By Michael O’Neill
The quarterly Bank of Canada Business Outlook Survey (BOS) said “Bah, humbug.” Well, not quite but its’s conclusions were not warm and fuzzy either. The BOS warned its key indicator flipped, saying it “decreased from a strongly positive level in the winter survey and is now slightly negative, suggesting a softening in business sentiment.” The survey noted “expectations for sales and demand have softened, especially in the prairie provinces, alongside a sharp decrease in capacity pressures.
Source: Bank of Canada Business Outlook Survey
The Canadian dollar sank on the news amidst an avalanche of negative media headlines trumpeting a “drop in business sentiment.” But it wasn’t all bad news. The Survey noted that “sales prospects abroad remain positive, supported by sustained foreign demand.”
Some economists suggest that this BOS means that the Bank of Canada will leave interest rates unchanged for the rest of the year. They point to the big drop in capacity pressures as evidence of a widening “output gap,” a favourite measure for BoC Governor Stephen Poloz. The output gap (a largely unquantifiable value) is defined as the difference between actual and potential output.

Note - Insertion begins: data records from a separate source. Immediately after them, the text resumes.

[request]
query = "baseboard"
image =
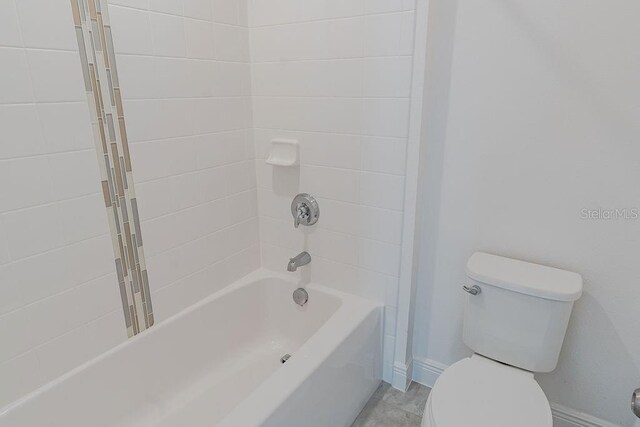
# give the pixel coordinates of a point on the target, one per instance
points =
(426, 372)
(402, 375)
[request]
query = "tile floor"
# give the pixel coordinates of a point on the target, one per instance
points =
(389, 407)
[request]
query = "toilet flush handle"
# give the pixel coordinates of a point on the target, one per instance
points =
(474, 290)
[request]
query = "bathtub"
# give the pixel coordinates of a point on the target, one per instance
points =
(219, 363)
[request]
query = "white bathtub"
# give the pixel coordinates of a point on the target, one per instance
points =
(218, 363)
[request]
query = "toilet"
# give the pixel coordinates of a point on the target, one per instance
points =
(515, 319)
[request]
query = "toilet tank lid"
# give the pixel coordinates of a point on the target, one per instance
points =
(525, 277)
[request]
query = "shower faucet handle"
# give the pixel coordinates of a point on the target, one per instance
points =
(305, 210)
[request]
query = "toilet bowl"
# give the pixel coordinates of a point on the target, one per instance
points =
(515, 319)
(481, 392)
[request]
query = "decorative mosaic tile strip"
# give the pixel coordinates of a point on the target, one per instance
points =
(91, 21)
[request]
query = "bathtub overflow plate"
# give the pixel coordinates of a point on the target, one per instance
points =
(300, 296)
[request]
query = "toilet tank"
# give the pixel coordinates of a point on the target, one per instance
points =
(521, 314)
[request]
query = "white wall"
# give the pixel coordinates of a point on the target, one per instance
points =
(59, 298)
(185, 77)
(336, 76)
(532, 116)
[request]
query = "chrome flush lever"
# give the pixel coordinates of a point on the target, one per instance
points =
(474, 290)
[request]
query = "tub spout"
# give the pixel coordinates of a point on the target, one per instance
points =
(298, 261)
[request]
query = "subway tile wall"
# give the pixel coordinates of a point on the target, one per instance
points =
(185, 76)
(59, 299)
(335, 75)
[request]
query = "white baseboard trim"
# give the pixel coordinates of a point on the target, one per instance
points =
(402, 375)
(426, 372)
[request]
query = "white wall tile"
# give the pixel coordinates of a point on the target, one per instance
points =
(9, 25)
(381, 190)
(174, 7)
(131, 30)
(379, 256)
(43, 275)
(385, 117)
(20, 123)
(67, 167)
(65, 126)
(19, 377)
(199, 9)
(32, 231)
(107, 332)
(64, 353)
(138, 77)
(168, 35)
(199, 39)
(387, 77)
(342, 88)
(83, 218)
(387, 155)
(382, 34)
(30, 180)
(226, 11)
(230, 43)
(56, 76)
(10, 296)
(15, 85)
(47, 24)
(16, 339)
(89, 259)
(330, 183)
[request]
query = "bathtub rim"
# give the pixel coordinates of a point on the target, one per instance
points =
(256, 275)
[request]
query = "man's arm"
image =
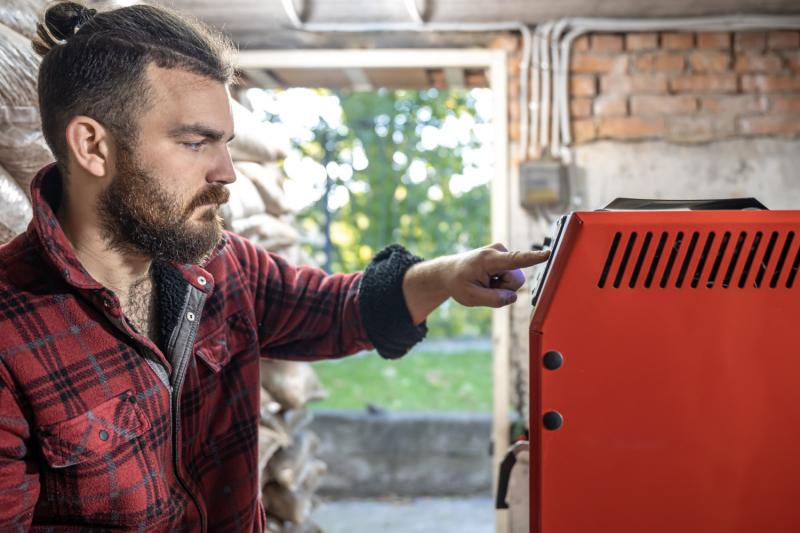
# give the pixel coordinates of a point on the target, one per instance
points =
(19, 478)
(487, 277)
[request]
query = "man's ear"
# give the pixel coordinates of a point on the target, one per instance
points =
(89, 144)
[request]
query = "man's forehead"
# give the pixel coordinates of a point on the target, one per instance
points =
(180, 97)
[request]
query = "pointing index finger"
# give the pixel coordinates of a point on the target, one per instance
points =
(519, 259)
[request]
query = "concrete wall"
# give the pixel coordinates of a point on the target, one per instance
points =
(768, 169)
(403, 454)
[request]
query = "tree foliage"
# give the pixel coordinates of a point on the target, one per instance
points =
(388, 183)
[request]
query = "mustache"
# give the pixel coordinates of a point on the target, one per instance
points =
(213, 195)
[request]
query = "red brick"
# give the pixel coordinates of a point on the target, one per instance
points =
(716, 40)
(750, 62)
(660, 62)
(750, 40)
(583, 130)
(794, 61)
(598, 64)
(698, 128)
(631, 128)
(580, 107)
(606, 42)
(582, 85)
(709, 61)
(763, 83)
(581, 44)
(663, 105)
(641, 41)
(699, 83)
(677, 41)
(785, 104)
(783, 40)
(611, 106)
(734, 104)
(770, 125)
(634, 84)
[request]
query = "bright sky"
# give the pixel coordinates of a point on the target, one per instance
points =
(301, 109)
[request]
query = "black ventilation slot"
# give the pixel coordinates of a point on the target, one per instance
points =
(625, 257)
(687, 260)
(781, 260)
(735, 259)
(703, 261)
(656, 258)
(640, 261)
(750, 256)
(793, 271)
(762, 269)
(671, 261)
(703, 258)
(718, 261)
(610, 259)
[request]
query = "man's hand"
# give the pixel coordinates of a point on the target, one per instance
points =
(489, 277)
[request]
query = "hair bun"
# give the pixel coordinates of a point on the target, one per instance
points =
(60, 22)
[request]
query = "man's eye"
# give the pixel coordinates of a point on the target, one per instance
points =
(195, 147)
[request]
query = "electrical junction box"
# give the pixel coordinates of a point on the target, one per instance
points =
(542, 183)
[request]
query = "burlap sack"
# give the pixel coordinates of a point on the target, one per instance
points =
(288, 466)
(23, 150)
(269, 442)
(22, 15)
(266, 230)
(256, 141)
(305, 527)
(244, 200)
(15, 209)
(287, 505)
(19, 67)
(266, 179)
(292, 384)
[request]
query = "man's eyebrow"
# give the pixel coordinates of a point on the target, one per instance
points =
(199, 129)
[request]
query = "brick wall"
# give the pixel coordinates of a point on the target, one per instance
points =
(685, 87)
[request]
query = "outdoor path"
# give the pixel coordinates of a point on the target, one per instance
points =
(418, 515)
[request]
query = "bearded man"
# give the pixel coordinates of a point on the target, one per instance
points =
(131, 324)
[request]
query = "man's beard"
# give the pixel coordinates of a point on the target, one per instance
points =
(137, 215)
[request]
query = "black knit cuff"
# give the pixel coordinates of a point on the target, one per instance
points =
(382, 304)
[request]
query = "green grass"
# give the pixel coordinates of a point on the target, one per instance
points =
(424, 381)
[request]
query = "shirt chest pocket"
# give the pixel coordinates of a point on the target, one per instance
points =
(233, 338)
(101, 468)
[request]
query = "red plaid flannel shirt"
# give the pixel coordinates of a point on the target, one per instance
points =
(101, 429)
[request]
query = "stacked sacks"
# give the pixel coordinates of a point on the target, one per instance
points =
(23, 150)
(293, 474)
(288, 465)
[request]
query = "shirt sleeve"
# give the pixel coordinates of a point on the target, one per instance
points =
(19, 477)
(306, 314)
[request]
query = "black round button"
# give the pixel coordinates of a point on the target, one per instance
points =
(553, 360)
(552, 420)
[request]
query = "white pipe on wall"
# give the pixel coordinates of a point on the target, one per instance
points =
(561, 50)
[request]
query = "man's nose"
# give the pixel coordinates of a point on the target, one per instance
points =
(223, 171)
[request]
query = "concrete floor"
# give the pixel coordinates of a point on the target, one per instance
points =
(418, 515)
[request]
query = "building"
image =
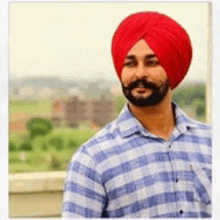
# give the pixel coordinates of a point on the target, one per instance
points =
(73, 111)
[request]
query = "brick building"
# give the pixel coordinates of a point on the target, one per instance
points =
(73, 111)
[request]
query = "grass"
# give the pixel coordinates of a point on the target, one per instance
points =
(30, 106)
(40, 160)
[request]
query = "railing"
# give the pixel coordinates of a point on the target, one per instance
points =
(36, 194)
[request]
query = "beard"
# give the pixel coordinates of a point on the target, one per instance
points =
(157, 95)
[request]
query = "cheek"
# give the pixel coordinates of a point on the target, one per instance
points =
(127, 75)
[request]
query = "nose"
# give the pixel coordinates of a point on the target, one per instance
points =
(141, 71)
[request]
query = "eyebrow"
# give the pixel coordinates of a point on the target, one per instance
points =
(149, 56)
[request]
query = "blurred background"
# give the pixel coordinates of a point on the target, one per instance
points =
(63, 87)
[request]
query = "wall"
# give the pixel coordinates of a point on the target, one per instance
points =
(36, 194)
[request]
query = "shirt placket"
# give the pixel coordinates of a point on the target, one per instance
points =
(176, 179)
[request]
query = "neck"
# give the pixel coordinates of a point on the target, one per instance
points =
(158, 119)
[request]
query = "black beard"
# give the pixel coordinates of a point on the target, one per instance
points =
(157, 95)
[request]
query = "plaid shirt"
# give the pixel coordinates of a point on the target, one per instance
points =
(125, 171)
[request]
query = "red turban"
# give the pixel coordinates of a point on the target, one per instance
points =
(169, 41)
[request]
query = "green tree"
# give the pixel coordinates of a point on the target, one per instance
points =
(26, 146)
(39, 126)
(57, 143)
(12, 146)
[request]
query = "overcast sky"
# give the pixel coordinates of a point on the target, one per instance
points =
(73, 40)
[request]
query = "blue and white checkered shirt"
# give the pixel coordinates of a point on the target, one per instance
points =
(125, 171)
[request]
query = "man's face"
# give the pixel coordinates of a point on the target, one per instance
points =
(144, 81)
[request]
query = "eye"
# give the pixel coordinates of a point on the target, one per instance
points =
(129, 63)
(152, 63)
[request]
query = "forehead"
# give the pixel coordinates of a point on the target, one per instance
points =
(140, 48)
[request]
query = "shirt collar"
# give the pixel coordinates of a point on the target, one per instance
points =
(129, 125)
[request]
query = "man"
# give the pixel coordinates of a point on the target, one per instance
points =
(153, 160)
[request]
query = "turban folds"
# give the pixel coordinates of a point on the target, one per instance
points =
(168, 40)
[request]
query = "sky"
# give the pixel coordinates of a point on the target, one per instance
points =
(73, 40)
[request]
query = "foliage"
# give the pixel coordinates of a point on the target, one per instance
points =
(39, 126)
(26, 146)
(57, 143)
(12, 146)
(30, 106)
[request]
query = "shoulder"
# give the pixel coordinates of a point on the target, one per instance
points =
(97, 147)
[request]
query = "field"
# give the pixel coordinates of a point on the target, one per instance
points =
(50, 152)
(54, 150)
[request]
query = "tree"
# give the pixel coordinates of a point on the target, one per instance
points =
(26, 146)
(39, 126)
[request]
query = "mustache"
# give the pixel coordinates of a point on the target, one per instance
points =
(143, 82)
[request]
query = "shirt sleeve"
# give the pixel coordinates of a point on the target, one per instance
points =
(84, 195)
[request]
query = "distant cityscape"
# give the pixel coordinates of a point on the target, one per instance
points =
(36, 88)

Other economists are a little more skeptical of that view. There was a dark cloud hanging over markets during the survey period of February 19 to March 13 which had to weigh on sentiment and therefore their survey responses. At the time, equity markets were still recovering from their December swoon. US/China trade talks were just restarting under the threat of a massive tariff levy by the US slated for March 1, and a series of Canadian economic reports were weaker than expected. Some of the results were sketchy. The BOS said indicators of labour shortages decreased. Scotiabank economists questioned that result because Canada hired 115,000 in the quarter. They do not see how labour shortages could decrease in the face of all that hiring. They also pointed out that the survey sample is tiny-just 100 businesses.
Questionable data isn’t just a Canadian problem. The European Central Bank (ECB) has continuously revised its economic forecasts lower, and that has raised a few eyebrows. Reuters reported that some ECB policymakers were questioning the accuracy of ECB projection models, because of their history of downward revisions. ECB President Mario Draghi attributes the revisions to “downside risk.: Fed Chair Jerome Powell calls them “crosscurrents.” Computer geeks call it GIGO. (garbage in-garbage out)
The geeks may be right. The Fed went from projecting two rate hikes in 2019, just last December, to no rate hikes, at their March 20 meeting. In the past six months, the ECB has pushed rate hikes out from June, to the end of the summer, and then most recently not until the end of 2019. The Bank of Canada raised interest rates October 24 and hinted at two more rate hikes in 2019. By March 6, rate hikes were off the table, and there is some talk that the October hike could be reversed. Those are serious reversals of economic outlooks.
The major central banks have scores of economists and analysts with more degrees than a thermometer, and still, they struggle to get an accurate read on their economies. Why then, should anyone expect that the Business Outlook Survey’s sampling of 100 Canadian CEO’s would produce any better results.
President Trump’s trade war with China is a significant negative to the growth outlook domestically and globally. Most, if not all the G-10 major central banks cite some variation of “trade tensions” for their concerns that economic growth “risks are to the downside.”
Those concerns may disappear in the not-so-distant future. Reportedly, China is ready to start making concessions including removing tariffs on US poultry and pork imports. On April 16, Trump’s National Economic Advisor Larry Kudlow said: “We continue to make very good progress across the board. These are the largest in scope negotiations in U.S. China trade-relations history.” He said that both sides had made noteworthy progress on such issues as enforcement, intellectual property theft and barriers for agriculture and industrial commodities. Another sign that the US/China negotiations are in their final stages is Trump has kicked off trade talks with the European Union.
Central bankers are fretting about downside risks, but Wall Street traders aren’t. The S&P 500, Dow Jones Industrial Average, Nasdaq and TSX are close to all-time highs, fueled by low-interest rates and the prospect that rates will stay low for the rest of this year.
The US/China trade war has hurt domestic economic sentiment. However, BoC Governor Stephen Poloz said back in January, that “if the United States and China were to reach a broad agreement on trade issues, global and Canadian economic activity would be stronger than in the base-case projection.” As well, the near-term upward pressure from tariffs on prices would be removed.
If Mr Poloz is right, the answer to the question “and the survey says” will be “let the good times roll.”